Gal Sapir wants us to think about AI models as maps. These aren't the kind you stuff in a glove compartment. They shift depending on who's looking. In a recent essay, Sapir draws on Borges' story about cartographers who built a map the size of the empire itself. A map so detailed it became useless. Maps work because they reduce complexity. When they get too faithful, they lose their point.
Sapir uses Baudrillard's four stages of representation to frame what's happening with LMs. Stage one: the image is a faithful copy. LMs were designed for this, trained to reproduce patterns in human text. But they also occupy stage two, where the image distorts reality. Ask about the 2008 financial crisis and you get a smoothed-out consensus, not the unresolved debates among actual economists. This phenomenon is increasingly seen in the scientific community, where papers that don't exist are being cited more frequently than the real sources. Stage three is where things get uncomfortable. The representation masks the absence of reality. You stop checking sources because the answer looks right. You stop exploring because the summary feels sufficient. The activity looks the same but something's been hollowed out.
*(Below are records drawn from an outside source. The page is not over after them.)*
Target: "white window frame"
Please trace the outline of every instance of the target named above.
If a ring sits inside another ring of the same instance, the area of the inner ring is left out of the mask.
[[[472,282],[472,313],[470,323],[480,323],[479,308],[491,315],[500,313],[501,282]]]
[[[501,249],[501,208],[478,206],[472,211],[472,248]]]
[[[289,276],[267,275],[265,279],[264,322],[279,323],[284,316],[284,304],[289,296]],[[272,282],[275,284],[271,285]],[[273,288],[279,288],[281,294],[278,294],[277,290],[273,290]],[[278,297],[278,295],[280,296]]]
The skill that matters, Sapir argues, is largely tacit. Drawing on Polanyi's observation that "we can know more than we can tell," Sapir suggests that reading LM output well means developing a feel for when a claim hasn't been verified or when the output is too smooth and needs checking against reality. It's like a developer's "code smell" or a clinician's instinct that a patient "looks sick" before the labs come back. You learn it through practice, not checklists. And because LM responses change based on who's prompting (studies show response sophistication correlates with the user's educational background), these intuitions calibrate to your personal version of the map.
The technical risk is concrete. Shumailov and colleagues documented "Model Collapse" in their 2023 paper, showing how models trained on synthetic data from other models enter a degenerative loop. Minority data disappears. Output converges to bland averages. This mirrors the challenges explored in a project that trains a model on synthetic conversations to understand how these pipelines degrade. Sapir's essay arrives at an honest conclusion: the most important skill for working with these maps can't itself be mapped. Somewhere between obsession and indifference, there's the practice of using them well while staying aware of how they change you.